Research data means all (digital) data, which originate during scientific activity and serve as basis for research results1. The type of data depends very much on the respective discipline. Some examples are series of measurements, images, audiotapes, models, algorithms and scripts which can be structured and stored in a variety of file formats.
A reliable research data management:
- covers the proper indexing, processing and storage of the data
- minimises the risk of data loss and data abuse
- ensures long-term reusability of data
- offers transparency of the research process
- facilitates sharing your data within the scientific community
- helps to conform to funder standards (e.g. ERC Horizon2020, DFG)
- ensures long-term reusability of data
Managing research data involves establishing a needs-based plan in order to ensure effective use, re-use, publication and archiving of data. This can be done using the stages of the data life cycle as an orientation for the creation of a data management plan which suits the characteristics of your Project.
1) Kindling, M.; Schirmbacher, P. (2013): "Die digitale Forschungswelt" als Gegenstand der Forschung. In: Information : Wissenschaft und Praxis 64 (2/3), S. 127-136.
The data life cycle model visualises all stages research data cycle through during a research project from their gathering/creation to their reuse. These stages can vary from discipline to discipline; however, in general six to seven stages are identified:
- (Grant application and preparation)
A data management plan (DMP) systematically describes how research data are managed within a research projects. It documents the storage, indexing, maintenance and processing of data. A data management plan is essential in order to make data interpretable and re-usable for third parties. It is therefore recommended to assign data management responsibilities before the start of a project. The following questions can serve as an orientation:
Which data will be generated and used within the project?
Which data have to be archived at the end of a project?
Who is responsible for the indexing of metadata?
For what period of time will the data be archived?
Who will be able to use the data after the end of the project and under which licensing conditions?
National and international research funding organizations require to an increasing degree to integrate data management plans into the project proposals. Costs of research data management during the project and of the provision of data for re-use will be funded.
On the basis of the tool DMPonline, developed by the British Digital Curation Centre (DCC), the exact steps for the creation of a DMP are explained.
The HU Berlin offers example DMPs for Horizon 2020.
An increasing number of funding bodies and publishers expect that research data are freely available for the public.
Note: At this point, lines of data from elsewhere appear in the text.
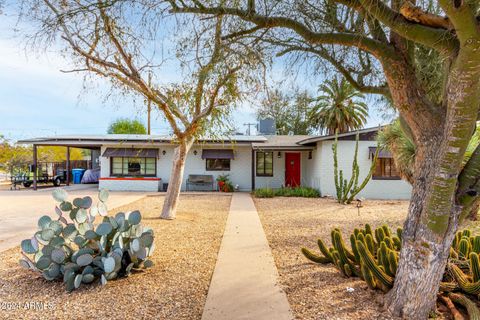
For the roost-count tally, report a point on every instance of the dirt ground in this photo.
(175, 288)
(319, 291)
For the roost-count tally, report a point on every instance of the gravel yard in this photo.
(175, 288)
(319, 291)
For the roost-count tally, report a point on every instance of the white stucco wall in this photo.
(323, 177)
(130, 185)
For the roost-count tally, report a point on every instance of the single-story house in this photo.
(144, 162)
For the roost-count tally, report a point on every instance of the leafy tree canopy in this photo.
(290, 111)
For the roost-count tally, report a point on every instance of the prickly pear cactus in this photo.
(373, 257)
(72, 247)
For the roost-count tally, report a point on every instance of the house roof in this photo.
(278, 142)
(282, 142)
(310, 139)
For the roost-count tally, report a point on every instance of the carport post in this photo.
(34, 167)
(68, 166)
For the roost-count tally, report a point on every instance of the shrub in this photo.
(80, 252)
(304, 192)
(264, 193)
(373, 257)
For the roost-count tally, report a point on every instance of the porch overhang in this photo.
(284, 148)
(130, 152)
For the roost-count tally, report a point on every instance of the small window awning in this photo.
(130, 152)
(217, 154)
(381, 154)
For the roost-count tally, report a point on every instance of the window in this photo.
(128, 166)
(264, 164)
(218, 164)
(385, 170)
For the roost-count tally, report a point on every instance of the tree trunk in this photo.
(176, 177)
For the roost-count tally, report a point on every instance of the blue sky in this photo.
(37, 99)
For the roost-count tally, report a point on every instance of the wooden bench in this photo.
(200, 180)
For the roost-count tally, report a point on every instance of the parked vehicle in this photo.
(46, 173)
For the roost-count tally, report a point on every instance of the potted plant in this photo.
(224, 183)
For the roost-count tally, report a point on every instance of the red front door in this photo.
(292, 169)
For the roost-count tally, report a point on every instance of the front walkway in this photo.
(245, 281)
(20, 210)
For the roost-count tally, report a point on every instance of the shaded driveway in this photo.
(20, 210)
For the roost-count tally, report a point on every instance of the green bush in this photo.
(304, 192)
(80, 251)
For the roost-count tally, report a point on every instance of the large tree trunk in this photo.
(424, 253)
(433, 215)
(176, 177)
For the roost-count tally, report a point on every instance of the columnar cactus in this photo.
(373, 257)
(78, 251)
(347, 189)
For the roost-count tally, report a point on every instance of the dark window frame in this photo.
(384, 175)
(256, 164)
(222, 169)
(123, 174)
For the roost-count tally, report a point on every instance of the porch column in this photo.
(34, 167)
(68, 166)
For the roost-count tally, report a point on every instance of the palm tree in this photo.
(340, 107)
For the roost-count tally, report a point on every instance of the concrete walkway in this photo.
(20, 210)
(245, 281)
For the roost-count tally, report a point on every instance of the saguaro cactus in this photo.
(347, 189)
For example DFG and EU proposals have to contain a data management plan. Moreover DFG und BMBF demand further information how the data are used when the project has ended and if the data are made accessible in a repository.
Several publishers (e.g. the Nature Publishing Group) combine the publication of a paper with the submission of the related data as a supplement.
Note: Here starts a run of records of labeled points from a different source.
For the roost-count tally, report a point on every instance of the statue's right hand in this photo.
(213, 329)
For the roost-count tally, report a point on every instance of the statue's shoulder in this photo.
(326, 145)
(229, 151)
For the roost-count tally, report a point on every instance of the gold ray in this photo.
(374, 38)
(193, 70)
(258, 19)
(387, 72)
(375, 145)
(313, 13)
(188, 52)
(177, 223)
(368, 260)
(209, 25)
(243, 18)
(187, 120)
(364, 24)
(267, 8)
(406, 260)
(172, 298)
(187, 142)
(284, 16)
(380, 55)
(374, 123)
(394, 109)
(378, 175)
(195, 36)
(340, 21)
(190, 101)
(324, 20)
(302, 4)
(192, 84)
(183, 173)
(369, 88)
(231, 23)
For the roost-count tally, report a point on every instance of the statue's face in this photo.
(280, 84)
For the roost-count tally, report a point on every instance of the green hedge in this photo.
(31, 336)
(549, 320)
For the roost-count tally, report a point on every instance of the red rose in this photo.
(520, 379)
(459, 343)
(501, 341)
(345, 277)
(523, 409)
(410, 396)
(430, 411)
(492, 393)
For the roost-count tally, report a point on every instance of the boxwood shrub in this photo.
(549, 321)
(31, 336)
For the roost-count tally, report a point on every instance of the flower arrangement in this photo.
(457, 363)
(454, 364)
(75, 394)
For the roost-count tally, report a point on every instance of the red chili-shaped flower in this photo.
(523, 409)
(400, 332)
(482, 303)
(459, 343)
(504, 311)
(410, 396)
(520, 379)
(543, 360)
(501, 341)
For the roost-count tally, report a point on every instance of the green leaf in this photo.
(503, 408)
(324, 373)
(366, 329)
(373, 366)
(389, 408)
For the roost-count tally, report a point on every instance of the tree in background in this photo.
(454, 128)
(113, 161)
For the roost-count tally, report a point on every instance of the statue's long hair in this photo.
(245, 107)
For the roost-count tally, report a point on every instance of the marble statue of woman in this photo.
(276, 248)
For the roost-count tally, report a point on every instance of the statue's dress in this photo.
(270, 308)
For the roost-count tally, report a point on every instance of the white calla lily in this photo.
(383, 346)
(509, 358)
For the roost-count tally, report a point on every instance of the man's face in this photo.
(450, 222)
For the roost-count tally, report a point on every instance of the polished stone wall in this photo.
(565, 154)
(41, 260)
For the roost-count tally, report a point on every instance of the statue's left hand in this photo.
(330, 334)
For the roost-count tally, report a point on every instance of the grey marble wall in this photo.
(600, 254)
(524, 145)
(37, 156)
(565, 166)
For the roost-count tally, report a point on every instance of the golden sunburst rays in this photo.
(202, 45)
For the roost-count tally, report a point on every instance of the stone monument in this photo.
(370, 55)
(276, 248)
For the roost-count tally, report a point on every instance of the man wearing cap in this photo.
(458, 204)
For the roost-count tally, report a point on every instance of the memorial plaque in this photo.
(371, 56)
Guidelines of funding agencies:
DFG Guidelines for Safeguarding Good Research Practice (Code of Conduct)
Open Research Data Pilot within the EU Framework Programme Horizon 2020.
Metadata provide structured information about your research data. They play a prominent role for the later retrieval of the data sets and ensure their exchange and re-usability.
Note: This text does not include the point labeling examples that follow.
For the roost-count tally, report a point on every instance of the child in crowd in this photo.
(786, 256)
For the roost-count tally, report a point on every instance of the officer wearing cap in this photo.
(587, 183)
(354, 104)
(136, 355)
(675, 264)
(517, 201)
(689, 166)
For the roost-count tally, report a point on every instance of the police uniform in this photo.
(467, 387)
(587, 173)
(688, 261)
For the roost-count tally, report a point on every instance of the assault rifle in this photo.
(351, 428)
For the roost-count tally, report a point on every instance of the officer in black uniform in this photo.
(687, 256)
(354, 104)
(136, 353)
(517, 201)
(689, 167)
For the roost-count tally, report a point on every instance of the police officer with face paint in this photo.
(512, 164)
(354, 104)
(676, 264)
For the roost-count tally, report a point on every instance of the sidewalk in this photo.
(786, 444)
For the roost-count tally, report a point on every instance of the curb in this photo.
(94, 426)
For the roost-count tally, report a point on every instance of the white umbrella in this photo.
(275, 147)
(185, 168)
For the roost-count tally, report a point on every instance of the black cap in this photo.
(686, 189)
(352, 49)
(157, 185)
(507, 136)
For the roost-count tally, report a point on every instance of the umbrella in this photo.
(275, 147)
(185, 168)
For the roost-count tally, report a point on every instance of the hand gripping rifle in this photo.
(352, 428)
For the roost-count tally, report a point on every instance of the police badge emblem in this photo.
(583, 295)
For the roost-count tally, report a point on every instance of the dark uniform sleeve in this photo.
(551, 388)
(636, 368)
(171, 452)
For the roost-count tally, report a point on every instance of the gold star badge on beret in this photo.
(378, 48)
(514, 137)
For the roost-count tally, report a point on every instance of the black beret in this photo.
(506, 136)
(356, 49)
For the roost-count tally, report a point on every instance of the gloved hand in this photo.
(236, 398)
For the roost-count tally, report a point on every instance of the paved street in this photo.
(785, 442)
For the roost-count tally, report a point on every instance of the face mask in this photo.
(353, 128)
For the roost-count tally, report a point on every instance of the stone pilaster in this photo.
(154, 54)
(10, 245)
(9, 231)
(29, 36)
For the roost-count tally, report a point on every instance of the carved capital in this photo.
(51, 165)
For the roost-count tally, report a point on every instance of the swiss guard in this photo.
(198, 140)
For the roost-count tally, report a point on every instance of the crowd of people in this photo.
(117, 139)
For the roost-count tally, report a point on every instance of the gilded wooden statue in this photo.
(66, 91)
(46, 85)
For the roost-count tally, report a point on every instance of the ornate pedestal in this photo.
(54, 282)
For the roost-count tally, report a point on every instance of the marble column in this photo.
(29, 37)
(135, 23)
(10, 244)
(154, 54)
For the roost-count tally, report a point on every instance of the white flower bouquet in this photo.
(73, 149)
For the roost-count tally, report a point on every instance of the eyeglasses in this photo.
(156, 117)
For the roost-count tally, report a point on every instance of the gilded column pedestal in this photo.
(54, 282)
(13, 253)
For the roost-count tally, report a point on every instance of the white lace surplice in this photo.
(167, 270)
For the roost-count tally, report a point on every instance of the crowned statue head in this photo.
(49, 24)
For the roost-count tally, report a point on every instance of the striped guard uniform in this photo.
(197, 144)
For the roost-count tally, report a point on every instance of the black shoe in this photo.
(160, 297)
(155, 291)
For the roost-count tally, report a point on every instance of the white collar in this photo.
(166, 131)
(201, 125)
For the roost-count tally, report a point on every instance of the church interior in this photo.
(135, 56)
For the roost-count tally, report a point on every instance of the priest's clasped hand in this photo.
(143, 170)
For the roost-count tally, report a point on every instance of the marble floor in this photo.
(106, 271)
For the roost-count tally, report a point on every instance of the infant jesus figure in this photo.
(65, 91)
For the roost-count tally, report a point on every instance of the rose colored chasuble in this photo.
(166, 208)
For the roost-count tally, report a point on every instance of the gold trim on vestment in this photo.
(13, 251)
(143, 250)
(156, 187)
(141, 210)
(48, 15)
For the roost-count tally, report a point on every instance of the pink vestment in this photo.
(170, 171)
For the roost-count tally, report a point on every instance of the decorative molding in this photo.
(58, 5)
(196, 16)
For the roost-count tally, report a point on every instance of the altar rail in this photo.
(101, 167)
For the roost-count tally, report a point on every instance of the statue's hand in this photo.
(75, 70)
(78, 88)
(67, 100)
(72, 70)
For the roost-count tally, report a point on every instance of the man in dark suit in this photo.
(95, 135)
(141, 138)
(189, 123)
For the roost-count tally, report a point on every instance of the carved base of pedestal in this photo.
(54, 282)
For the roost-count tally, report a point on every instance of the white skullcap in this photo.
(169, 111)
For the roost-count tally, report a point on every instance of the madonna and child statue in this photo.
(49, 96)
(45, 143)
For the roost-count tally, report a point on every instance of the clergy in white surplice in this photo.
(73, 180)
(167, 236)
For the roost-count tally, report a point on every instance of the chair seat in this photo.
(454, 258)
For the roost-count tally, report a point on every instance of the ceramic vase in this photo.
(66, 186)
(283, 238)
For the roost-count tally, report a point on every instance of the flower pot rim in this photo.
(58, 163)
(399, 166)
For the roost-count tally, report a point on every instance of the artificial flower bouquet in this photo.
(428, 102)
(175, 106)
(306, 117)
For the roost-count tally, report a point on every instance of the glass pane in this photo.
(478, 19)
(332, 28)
In order to raise the effectiveness of metadata, a standardization of descriptions is necessary. By using metadata standards, metadata from different sources can be linked and processed together. Every scientific community has its own documentation scheme and metadata standard according to the specific needs of the discipline.
A summary of (discipline specific) metadata standards offers the website forschungsdaten.info.
Good academic practice requires the storage of research data for a period of at least ten years (compare the DFG Guidelines). The BTU recommends that research data are stored in professional and - if possible- discipline specific data archives (repositories) to minimize loss of data and data abuse.
Finding a repository
Research data can be archived and published in online repositories. Within the last years, hundreds of discipline specific or institutional repositories were established. Depending on your research discipline the options can be large and confusing. The Registry of Research Data Repository, re3data, a service offered by DataCite and supported by the German Research Foundation, provides a good overview of shall help users to identify important characteristics of a research data repository at first sight. Several icons visualize the characteristics of the platforms, e.g. the term of use and licenses of the data. Moreover re3data.org shows, if the research data repository is either certified or supports a repository standard.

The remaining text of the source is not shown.